FIFA geht voll auf Linie mit Trump
Klingt nach einem Mafia-Boss, der seine Handlanger anruft, die illegale Drecksarbeit für ihn erledigen. Mittendrin: Die WM als Beute. Als Repressalie.
Die Wahl der Gastgeberstädte liegt eigentlich nicht in der Hand von Trump. Die Städte haben einen Vertrag mit der FIFA geschlossen. "Es ist ein FIFA-Turnier, die Zuständigkeit der FIFA, die FIFA trifft diese Entscheidungen", hatte Victor Montagliani, Vizepräsident des FIFA-Councils, aus Kanada zuletzt zu diesem Thema gesagt.
Aber was macht die FIFA nun? Geht voll auf Linie. Der Weltverband erklärte am Mittwoch, er hoffe, dass alle 16 Gastgeberstädte für das Turnier "bereit" seien. Auf Anfrage der Nachrichtenagentur AFP erklärte ein Sprecher weiter: "Sicherheit und Schutz liegen selbstverständlich in der Verantwortung der jeweiligen Regierungen, und sie entscheiden, was im besten Interesse der öffentlichen Sicherheit ist."
Acht Monate vor Turnierbeginn wäre ein Wegfall eines Spielorts an sich ein Desaster für den Weltverband. Eine Anfrage von ntv.de vom Mittwoch bezüglich eventueller Notfallpläne für solch ein Szenario und rechtlicher, steuerlicher und zeitlicher Probleme beantwortete die FIFA bisher nicht. Auch die Frage, ob Infantino die Idee der Verlegungen bereits mit Trump besprochen oder durchgespielt habe, blieb unbeantwortet.
WM ist nur eine weitere Waffe für Trump
Sowohl Trump als auch Infantino ist solch eine beispiellose Aktion zuzutrauen. Seit Jahren sucht Infantino, der sich gerne mit den Mächtigsten der Welt umgibt, die Nähe Trumps und schmeichelt ihm bei jeder Gelegenheit. Kritik gibt es nicht. Beide Männer bezeichnen sich mittlerweile als Freunde, Trump lud den FIFA-Boss sogar zum Israel/Gaza-Friedensgipfel in Ägypten ein. Kritiker halten Infantino unangebrachte Nähe zu Staaten und Regierungen vor, die demokratische Werte nicht teilen und grundlegende Menschenrechte missachten und verletzen.

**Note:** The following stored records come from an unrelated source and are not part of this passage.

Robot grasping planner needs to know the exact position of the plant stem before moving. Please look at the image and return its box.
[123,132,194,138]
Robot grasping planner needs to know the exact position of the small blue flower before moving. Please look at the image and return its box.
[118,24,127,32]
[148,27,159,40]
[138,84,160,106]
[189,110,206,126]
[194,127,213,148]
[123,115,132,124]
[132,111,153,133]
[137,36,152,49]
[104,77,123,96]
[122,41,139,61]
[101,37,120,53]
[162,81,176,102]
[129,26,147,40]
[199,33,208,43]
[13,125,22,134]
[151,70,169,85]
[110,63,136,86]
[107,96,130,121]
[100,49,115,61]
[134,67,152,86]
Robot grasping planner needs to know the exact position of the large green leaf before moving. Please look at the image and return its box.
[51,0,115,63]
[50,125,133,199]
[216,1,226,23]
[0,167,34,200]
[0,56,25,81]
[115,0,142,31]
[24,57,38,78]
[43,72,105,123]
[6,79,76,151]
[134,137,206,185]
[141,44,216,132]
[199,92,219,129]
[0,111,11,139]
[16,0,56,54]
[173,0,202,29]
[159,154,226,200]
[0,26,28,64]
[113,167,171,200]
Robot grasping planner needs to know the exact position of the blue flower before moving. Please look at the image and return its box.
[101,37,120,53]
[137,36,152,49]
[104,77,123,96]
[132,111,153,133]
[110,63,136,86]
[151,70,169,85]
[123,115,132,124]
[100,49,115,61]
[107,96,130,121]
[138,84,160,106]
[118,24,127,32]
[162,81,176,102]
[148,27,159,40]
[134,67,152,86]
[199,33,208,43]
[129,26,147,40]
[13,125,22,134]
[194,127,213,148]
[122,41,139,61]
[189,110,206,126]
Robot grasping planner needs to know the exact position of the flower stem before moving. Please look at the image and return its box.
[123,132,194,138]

Die USA, Kanada und Mexiko richten die Weltmeisterschaft im kommenden Sommer (11. Juni bis 19. Juli) zwar gemeinsam aus. Der Großteil der Spiele findet aber in den USA statt. Allein 11 der 16 Gastgeberstädte sind in den Vereinigten Staaten - darunter Boston, die demokratisch regierte Westküstenmetropole Los Angeles und weitere progressive Städte wie New York, Philadelphia, San Francisco und Seattle.
Die WM ist aber nur eine weitere Waffe im Arsenal Trumps (auch über eine mögliche Verlegung der Olympischen Spiele 2028 in Los Angeles sinnierte der Präsident schon). Zwar verweist der Republikaner öffentlich immer wieder auf die angeblich ausufernde Kriminalität in den demokratisch regierten Städten, der Kampf gegen diese Orte und ihre weltoffenen Werte tobt aber auf vielen und teilweise wenig sichtbaren Ebenen.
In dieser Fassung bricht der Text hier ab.